TeamHG-Memex/scrapy-rotating-proxies

Track dead/alive proxies with authentication

petermoore14 opened this issue · 4 comments

The built-in HttpProxyMiddleware will correctly set up the authentication parameters for proxies sent up from the rotating proxies plugin. However, by doing so, request.meta['proxy'] field is changed to only contain the raw proxy_url, as the credentials are ripped out. When the response is received, rotating proxies will try to mark the proxy as good or dead, but will silently fail because of the 'proxy not in self.proxies' check, resulting in all proxies staying unmarked forever. This behaviour can be verified by using any proxy with authentication and observing that the logstats keeps logging everything as unchecked while scrapy is crawling.

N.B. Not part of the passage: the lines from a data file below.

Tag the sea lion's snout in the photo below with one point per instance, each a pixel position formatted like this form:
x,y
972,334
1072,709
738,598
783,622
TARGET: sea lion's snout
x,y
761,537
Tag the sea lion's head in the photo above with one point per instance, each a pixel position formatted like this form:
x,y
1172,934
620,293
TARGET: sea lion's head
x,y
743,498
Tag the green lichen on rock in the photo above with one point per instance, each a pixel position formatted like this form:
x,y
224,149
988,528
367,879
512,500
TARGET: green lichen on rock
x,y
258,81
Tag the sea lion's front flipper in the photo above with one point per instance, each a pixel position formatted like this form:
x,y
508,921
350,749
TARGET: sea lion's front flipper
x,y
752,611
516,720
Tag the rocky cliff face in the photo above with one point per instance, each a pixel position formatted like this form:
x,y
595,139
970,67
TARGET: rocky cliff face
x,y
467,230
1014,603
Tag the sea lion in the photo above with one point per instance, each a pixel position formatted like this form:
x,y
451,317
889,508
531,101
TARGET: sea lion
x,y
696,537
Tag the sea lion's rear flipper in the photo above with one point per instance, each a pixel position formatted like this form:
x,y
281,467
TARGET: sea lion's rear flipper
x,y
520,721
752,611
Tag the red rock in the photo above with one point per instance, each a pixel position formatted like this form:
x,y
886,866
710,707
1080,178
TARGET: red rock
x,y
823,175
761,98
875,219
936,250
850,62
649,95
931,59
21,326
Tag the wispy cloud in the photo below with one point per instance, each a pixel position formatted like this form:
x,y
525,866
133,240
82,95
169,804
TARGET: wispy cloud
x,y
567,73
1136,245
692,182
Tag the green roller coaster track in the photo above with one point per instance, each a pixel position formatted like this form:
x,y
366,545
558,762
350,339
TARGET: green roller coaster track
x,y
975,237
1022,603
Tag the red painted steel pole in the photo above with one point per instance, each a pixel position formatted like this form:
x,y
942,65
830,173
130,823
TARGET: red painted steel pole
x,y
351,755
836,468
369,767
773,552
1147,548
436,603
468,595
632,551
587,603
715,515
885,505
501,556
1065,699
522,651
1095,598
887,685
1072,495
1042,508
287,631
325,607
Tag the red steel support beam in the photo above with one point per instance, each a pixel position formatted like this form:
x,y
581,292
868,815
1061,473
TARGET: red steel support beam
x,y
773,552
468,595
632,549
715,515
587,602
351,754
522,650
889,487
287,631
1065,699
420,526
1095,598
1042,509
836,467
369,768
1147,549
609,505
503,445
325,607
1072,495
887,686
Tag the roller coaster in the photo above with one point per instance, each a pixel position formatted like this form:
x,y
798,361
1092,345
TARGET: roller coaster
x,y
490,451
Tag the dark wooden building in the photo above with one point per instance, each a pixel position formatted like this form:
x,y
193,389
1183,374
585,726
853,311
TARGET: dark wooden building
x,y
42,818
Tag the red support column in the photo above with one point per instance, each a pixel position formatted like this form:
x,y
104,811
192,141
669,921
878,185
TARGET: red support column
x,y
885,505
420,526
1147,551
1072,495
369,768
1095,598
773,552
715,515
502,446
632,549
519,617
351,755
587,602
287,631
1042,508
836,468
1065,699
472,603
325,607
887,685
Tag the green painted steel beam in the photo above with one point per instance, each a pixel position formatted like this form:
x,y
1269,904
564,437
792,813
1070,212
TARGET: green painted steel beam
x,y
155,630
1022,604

Easy fix is to update '_handle_result' to identify the proxy in self.proxies corresponding to the input request.meta['proxy'], and use this unabridged proxy in the rest of the call. Will make a PR for this unless you have any objections to this approach

kmike commented

A good catch. I haven't checked at all how this package works with proxies+auth. Your proposed fix sounds fine to me. Proably a minor point, but I'd like to avoid O(N) scanning at each request, i.e. it may be better to build the short-long mapping at startup.

Ok cool, that makes sense. I'll update my PR to use a dict instead to speed things up.

Updated with a hostport->proxies map to optimize retrieval.

kmike commented

Fixed by #8 - thanks @petermoore14!